Previous efforts to reduce fleet sizes, for example a two per cent reduction in recent years, have been largely ineffective due to a simultaneous advance in technology which meant fishing efficiency also improved by an estimated two to three per cent in the same period.
The failings of the CFP have long been an issue for those in the industry.
Speaking before the green paper was released, Scottish Fishermen’s Federation chief executive Bertie Armstrong said the current management structure and decision making process desperately needed to be revised.
Mr Armstrong said: “It is essential that the final outcome ensures that there is an efficient framework of properly managing the access of European fleets to a limited and shared resource – fish do no not recognise national boundaries.

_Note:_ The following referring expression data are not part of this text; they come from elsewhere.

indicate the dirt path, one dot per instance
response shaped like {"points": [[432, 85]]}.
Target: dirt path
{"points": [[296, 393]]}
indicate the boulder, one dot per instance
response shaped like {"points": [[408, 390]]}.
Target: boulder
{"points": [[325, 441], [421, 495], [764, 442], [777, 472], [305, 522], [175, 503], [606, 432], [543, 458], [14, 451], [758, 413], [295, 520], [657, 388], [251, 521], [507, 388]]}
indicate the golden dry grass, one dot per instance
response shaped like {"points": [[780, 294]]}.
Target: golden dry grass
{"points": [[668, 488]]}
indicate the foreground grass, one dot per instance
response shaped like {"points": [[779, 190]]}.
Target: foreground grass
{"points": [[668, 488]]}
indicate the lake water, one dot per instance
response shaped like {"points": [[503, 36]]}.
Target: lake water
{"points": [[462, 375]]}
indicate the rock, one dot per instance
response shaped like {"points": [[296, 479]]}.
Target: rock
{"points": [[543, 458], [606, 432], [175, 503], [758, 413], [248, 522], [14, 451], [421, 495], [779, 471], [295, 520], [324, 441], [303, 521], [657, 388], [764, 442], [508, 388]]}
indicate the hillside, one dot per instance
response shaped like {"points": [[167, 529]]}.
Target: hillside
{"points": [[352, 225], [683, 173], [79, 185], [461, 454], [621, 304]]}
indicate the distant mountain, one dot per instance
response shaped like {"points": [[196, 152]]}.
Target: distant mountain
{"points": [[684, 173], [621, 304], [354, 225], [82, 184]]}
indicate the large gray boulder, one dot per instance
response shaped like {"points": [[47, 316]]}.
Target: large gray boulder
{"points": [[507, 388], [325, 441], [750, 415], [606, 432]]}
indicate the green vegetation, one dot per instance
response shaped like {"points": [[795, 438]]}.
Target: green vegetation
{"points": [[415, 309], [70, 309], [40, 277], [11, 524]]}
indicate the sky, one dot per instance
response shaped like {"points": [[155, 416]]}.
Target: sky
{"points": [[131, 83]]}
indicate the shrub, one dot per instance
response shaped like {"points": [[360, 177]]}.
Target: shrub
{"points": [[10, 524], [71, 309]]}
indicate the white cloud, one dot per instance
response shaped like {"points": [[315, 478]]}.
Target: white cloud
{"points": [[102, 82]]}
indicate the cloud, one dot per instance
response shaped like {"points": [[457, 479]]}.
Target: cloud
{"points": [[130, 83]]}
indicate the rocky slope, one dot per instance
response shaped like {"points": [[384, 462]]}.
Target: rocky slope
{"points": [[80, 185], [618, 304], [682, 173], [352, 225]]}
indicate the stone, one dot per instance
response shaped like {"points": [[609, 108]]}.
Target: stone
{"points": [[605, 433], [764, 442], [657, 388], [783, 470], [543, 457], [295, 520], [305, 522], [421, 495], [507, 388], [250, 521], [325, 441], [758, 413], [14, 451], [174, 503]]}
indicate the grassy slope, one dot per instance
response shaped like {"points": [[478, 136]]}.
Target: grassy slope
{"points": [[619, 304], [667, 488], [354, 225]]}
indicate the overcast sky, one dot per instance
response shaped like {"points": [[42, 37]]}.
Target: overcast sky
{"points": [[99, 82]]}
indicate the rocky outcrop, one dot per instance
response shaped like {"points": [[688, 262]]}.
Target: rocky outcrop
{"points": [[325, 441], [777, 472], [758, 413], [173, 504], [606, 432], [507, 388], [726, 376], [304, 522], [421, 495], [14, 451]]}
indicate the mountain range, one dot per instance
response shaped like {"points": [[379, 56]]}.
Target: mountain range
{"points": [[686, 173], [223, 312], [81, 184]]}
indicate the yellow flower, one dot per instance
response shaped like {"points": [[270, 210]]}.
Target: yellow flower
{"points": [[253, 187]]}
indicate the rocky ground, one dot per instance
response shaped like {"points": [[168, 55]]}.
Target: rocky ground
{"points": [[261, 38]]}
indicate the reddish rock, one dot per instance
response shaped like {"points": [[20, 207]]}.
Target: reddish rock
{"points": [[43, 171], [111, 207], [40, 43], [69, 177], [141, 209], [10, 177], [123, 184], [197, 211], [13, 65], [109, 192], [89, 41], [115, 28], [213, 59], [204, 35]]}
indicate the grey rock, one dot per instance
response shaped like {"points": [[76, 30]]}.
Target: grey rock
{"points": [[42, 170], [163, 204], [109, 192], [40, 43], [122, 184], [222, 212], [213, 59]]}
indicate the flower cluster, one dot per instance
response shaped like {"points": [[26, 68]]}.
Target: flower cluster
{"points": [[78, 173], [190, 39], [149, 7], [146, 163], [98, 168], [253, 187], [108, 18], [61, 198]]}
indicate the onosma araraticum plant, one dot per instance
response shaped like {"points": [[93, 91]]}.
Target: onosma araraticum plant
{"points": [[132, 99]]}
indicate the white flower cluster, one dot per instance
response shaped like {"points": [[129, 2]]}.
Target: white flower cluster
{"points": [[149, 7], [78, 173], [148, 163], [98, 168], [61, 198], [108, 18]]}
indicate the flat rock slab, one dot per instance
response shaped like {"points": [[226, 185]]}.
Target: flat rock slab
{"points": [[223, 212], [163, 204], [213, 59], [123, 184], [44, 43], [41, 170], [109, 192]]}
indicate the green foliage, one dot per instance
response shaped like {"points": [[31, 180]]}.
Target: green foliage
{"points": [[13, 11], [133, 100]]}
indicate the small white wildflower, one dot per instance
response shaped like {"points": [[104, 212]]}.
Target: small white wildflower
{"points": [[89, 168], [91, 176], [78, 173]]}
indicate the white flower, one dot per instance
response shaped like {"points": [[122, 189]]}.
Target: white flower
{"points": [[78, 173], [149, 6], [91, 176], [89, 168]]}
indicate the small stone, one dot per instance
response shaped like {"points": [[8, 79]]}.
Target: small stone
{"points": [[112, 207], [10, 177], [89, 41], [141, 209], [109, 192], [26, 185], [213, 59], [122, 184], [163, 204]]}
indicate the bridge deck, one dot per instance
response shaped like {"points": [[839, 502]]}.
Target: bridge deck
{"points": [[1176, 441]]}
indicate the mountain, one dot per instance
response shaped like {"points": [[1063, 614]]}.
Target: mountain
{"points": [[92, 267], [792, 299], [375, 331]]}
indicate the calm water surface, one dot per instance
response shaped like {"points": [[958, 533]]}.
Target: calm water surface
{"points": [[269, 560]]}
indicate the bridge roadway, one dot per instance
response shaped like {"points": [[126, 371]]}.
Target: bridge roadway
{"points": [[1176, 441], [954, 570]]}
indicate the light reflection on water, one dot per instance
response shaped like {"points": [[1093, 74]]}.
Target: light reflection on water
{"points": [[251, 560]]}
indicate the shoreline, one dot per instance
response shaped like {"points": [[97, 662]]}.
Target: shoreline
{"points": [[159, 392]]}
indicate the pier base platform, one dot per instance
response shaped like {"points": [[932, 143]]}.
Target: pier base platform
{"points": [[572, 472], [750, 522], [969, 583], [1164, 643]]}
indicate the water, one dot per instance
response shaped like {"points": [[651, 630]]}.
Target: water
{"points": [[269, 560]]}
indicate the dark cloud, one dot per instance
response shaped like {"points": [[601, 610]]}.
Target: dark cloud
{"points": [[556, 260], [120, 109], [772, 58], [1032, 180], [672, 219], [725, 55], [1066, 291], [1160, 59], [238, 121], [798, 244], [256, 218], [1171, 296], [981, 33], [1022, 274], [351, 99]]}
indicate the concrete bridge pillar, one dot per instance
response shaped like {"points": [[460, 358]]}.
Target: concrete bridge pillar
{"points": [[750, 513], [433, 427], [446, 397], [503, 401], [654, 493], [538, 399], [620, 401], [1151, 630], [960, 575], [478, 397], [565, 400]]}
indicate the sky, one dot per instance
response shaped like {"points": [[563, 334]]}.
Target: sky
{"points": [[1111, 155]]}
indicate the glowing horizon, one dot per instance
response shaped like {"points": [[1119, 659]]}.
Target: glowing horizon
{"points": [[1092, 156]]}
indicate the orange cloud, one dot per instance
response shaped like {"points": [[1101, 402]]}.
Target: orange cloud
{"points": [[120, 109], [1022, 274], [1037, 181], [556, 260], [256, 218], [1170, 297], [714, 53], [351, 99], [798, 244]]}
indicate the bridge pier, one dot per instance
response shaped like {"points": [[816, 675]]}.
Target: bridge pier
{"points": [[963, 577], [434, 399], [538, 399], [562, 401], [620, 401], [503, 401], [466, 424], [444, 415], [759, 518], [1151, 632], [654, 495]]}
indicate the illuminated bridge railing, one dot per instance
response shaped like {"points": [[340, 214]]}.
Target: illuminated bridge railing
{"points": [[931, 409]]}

“The mechanisms of the CFP are far too centralised, in a top-down, one-size-fits-all regime. This takes little account of regional differences and the starkly different approaches taken by individual member states to responsible fishing.
“We have worked hard and made sacrifices to protect the stocks and will continue to do so. There must be a transfer of powers and responsibilities from Brussels to the regions, to member states and to the fishing industry. We look forward to playing our important part in shaping the future of fisheries policy in Europe.”
SNP president Ian Hudghton MEP similarly called for structural changes to tackle the effects of a centralised decision making process.
Mr Hudghton said: “The problems with the CFP began when historic rights were taken away from Europe’s coastal nations and powers were transferred to the centre. It is now time to reverse that process and return these powers to individual nations working in co-operation on a regional basis.
“This wholesale review of European fisheries finally gives us the opportunity to redress the balance – and return the powers to where it matters.”
Released on Wednesday, the paper met with approval from fisheries secretary Richard Lochhead said: “This wide ranging paper identifies some of the problems that we have been highlighting for years, such as the devastating impact of micromanagement on our vital fisheries industry. I welcome its publication and the opportunity that it provides to improve future fisheries policy.
“We want to engage positively in this debate, identify viable alternatives and help provide a brighter future for the industry.
That is crucial for all of Scotland given the importance of the fishing industry to our national economy.”